As I stood in the midst of the bustling house, the weight of Stassie's invitation hung in the air, beckoning me to join them for a movie.

"Are you watching with us, baby?"

But my mind was elsewhere, consumed by the enigmatic pull of someone so distant yet so profoundly impactful. Tara Larsson.

How could someone sitting so far from me have an impact on me without even touching me or evening talking to me?

I couldn't bring myself to stay in the same room with Stassie and Tara, not after what had transpired on that ice rink between Tara and I.

With a quiet departure, I slipped away, barely registering Stassie's open arms reaching out to me.

Outside, I fumbled for my cellphone, seeking solace in the distraction it offered. I realised I had left it back inside the Duncan house. As I made my way through the house, the sound of Tara's laughter followed me, a constant reminder of her presence.

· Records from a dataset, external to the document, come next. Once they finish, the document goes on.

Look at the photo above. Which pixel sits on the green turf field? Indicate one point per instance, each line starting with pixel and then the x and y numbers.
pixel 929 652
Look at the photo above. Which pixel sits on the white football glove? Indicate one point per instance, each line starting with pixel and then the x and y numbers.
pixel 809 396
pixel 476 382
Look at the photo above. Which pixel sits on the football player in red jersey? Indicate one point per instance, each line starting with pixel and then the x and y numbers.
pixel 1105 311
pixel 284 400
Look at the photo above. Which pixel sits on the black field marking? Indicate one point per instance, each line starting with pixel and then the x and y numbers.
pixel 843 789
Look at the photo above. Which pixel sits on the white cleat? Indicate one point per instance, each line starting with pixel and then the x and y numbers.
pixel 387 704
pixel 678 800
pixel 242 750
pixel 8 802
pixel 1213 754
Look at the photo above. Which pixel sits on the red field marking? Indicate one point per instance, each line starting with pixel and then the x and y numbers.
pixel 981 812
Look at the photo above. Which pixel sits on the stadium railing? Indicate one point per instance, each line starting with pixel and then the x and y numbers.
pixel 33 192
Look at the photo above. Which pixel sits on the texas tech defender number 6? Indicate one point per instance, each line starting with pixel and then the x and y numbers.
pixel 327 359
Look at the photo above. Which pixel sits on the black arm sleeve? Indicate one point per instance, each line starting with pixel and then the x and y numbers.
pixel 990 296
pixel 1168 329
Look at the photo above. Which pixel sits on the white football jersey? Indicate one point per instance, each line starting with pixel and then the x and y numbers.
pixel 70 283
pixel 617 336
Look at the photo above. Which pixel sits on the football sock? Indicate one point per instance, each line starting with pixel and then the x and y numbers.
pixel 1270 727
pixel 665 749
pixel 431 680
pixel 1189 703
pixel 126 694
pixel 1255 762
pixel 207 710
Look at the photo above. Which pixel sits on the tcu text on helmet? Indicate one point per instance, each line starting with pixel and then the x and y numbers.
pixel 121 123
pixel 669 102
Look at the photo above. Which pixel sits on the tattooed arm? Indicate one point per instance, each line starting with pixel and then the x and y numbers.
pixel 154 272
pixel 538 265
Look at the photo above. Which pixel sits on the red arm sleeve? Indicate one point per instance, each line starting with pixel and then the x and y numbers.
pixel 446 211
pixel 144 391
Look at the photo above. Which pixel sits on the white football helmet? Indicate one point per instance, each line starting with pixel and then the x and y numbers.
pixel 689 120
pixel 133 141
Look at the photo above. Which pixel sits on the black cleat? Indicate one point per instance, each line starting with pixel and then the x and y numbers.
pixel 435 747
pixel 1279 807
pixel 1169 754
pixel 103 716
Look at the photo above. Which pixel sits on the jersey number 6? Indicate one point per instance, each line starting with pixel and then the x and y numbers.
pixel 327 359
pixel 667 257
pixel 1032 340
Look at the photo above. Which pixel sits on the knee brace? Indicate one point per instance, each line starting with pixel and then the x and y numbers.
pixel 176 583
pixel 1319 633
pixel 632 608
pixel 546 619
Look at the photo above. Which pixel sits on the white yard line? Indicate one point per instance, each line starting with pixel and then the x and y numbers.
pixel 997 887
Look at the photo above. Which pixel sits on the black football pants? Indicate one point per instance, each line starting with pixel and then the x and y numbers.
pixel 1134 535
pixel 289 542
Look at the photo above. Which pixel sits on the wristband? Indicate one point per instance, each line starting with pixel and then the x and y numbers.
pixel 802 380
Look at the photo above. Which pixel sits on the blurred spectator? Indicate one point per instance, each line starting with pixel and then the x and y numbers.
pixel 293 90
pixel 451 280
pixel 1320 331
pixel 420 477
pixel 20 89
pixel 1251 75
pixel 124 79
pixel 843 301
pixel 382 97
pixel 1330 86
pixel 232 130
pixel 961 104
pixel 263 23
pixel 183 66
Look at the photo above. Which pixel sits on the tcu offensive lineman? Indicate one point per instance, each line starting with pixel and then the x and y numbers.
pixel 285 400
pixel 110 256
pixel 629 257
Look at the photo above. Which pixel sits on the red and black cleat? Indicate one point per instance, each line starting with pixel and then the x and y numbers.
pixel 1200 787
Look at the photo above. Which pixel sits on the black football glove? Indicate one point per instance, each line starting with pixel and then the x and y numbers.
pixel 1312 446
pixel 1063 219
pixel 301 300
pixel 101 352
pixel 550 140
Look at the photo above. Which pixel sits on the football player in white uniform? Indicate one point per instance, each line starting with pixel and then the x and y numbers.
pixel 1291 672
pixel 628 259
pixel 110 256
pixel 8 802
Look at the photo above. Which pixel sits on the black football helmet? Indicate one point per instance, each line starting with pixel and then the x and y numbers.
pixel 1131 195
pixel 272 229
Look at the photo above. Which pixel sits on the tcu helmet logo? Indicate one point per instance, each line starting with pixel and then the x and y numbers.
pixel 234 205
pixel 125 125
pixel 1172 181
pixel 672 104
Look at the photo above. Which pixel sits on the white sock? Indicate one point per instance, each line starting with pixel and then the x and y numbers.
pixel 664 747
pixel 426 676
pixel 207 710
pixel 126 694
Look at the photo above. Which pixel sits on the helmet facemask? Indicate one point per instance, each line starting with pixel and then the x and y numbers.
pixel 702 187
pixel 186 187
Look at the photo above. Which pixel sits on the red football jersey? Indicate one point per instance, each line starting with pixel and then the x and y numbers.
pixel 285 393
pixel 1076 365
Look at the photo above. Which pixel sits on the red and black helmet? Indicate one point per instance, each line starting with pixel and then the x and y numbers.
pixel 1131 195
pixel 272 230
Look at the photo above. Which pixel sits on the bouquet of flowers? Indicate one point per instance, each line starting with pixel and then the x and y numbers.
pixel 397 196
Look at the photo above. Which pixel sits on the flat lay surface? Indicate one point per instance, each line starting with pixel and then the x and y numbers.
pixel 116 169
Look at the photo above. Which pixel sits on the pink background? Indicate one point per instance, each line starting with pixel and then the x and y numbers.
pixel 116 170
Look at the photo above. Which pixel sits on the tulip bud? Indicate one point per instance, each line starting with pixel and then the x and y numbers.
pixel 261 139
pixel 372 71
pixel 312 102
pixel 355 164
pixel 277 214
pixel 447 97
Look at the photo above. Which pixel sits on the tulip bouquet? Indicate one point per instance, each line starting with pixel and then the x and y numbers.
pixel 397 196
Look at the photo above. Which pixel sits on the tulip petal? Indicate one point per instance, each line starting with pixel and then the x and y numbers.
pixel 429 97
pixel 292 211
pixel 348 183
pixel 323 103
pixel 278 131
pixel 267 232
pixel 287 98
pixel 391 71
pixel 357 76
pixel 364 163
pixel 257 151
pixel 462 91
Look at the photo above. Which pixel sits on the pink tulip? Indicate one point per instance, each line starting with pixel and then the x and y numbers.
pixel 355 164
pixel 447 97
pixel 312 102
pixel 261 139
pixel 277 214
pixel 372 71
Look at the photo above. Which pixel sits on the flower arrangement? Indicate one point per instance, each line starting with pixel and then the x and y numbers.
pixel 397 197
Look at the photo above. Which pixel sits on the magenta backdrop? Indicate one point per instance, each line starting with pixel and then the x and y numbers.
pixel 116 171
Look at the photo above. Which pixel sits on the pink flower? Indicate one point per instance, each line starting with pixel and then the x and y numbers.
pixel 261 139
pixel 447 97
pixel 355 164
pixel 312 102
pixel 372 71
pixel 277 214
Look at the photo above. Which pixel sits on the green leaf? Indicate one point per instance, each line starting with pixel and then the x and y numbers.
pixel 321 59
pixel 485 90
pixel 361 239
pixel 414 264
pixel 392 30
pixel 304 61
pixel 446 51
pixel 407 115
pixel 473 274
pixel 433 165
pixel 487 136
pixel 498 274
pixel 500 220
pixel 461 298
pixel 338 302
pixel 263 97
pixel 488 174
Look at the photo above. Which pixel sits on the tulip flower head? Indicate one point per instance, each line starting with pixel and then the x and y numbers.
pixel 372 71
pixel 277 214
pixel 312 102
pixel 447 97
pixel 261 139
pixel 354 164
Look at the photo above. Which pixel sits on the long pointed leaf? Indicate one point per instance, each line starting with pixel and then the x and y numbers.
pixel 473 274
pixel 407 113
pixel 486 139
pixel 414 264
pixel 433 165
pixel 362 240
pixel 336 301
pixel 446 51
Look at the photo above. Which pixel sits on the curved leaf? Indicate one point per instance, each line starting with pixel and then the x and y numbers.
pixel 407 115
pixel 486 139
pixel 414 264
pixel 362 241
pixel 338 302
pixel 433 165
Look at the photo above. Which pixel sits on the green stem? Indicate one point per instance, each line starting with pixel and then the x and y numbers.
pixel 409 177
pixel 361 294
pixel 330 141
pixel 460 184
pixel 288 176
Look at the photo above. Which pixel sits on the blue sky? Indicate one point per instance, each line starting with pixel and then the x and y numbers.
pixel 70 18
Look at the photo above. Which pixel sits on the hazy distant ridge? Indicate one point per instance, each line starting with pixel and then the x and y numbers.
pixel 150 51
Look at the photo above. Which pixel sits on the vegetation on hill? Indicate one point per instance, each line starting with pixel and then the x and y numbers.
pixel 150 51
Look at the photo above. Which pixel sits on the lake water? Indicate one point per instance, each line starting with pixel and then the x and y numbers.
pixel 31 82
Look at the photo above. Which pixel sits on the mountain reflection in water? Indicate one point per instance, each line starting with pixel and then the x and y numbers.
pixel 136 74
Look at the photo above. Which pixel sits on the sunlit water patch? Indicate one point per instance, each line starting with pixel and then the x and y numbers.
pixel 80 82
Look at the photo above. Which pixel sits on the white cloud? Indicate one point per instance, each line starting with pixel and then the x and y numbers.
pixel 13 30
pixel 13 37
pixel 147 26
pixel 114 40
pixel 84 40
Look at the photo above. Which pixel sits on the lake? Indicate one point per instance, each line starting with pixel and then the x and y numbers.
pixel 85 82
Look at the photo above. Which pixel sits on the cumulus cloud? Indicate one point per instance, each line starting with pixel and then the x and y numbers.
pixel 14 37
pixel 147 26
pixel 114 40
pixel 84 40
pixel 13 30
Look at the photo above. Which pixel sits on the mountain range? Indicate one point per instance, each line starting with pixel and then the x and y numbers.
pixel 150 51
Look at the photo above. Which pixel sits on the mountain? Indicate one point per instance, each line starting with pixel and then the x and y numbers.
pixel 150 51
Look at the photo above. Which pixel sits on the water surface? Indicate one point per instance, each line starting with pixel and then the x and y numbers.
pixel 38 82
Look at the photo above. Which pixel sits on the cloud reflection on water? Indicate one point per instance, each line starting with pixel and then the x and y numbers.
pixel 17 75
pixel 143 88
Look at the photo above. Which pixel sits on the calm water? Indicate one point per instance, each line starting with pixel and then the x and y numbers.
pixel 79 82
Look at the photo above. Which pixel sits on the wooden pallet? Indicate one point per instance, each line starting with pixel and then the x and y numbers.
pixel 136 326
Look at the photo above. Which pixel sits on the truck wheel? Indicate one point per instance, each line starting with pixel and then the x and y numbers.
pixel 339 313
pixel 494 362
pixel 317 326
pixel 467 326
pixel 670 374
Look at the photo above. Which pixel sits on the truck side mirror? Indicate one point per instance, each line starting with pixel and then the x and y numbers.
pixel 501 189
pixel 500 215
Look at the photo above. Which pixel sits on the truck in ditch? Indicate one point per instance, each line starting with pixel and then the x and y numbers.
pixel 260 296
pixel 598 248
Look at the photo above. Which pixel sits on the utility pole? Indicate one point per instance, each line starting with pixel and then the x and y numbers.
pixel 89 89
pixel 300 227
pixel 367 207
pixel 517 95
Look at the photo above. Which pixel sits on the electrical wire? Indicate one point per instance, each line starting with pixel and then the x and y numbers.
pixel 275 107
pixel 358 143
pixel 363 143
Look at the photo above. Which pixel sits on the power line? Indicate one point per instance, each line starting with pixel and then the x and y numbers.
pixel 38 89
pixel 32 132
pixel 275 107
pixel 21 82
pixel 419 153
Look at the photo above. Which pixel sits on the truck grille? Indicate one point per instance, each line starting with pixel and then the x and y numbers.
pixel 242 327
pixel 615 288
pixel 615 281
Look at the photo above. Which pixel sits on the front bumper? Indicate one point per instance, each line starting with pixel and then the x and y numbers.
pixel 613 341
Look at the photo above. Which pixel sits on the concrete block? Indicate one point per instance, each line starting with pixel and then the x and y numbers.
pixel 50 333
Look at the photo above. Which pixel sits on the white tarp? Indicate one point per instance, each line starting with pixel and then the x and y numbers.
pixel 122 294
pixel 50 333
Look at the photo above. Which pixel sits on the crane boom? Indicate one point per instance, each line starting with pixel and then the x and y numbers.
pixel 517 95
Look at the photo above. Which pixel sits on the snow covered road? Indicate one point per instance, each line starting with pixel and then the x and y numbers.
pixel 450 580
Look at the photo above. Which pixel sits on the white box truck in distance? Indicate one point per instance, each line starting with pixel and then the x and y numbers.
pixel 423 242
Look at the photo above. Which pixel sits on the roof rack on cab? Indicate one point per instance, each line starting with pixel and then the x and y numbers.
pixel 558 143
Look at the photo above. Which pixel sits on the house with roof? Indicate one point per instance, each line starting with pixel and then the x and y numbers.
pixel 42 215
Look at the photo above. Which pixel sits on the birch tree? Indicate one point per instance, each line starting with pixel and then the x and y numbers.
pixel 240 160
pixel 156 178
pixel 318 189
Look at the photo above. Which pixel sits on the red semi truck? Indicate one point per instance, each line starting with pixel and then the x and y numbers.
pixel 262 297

In the kitchen, I found her laughing at Derek's jokes, since when was he a comedian?. His presence grated on my nerves, his attempts at humor falling flat in my eyes. What did he know about humor? He wasn't even that funny. Somwthing about Tara finding him funny annoyed the shit out of me.

With a heavy heart, I turned away, seeking refuge upstairs, I found the cellphone and left. The weight of my emotions threatened to overwhelm me. It was clear-I couldn't bear to witness Tara's enchantment by another, not when my own feelings for her lay bare and unspoken.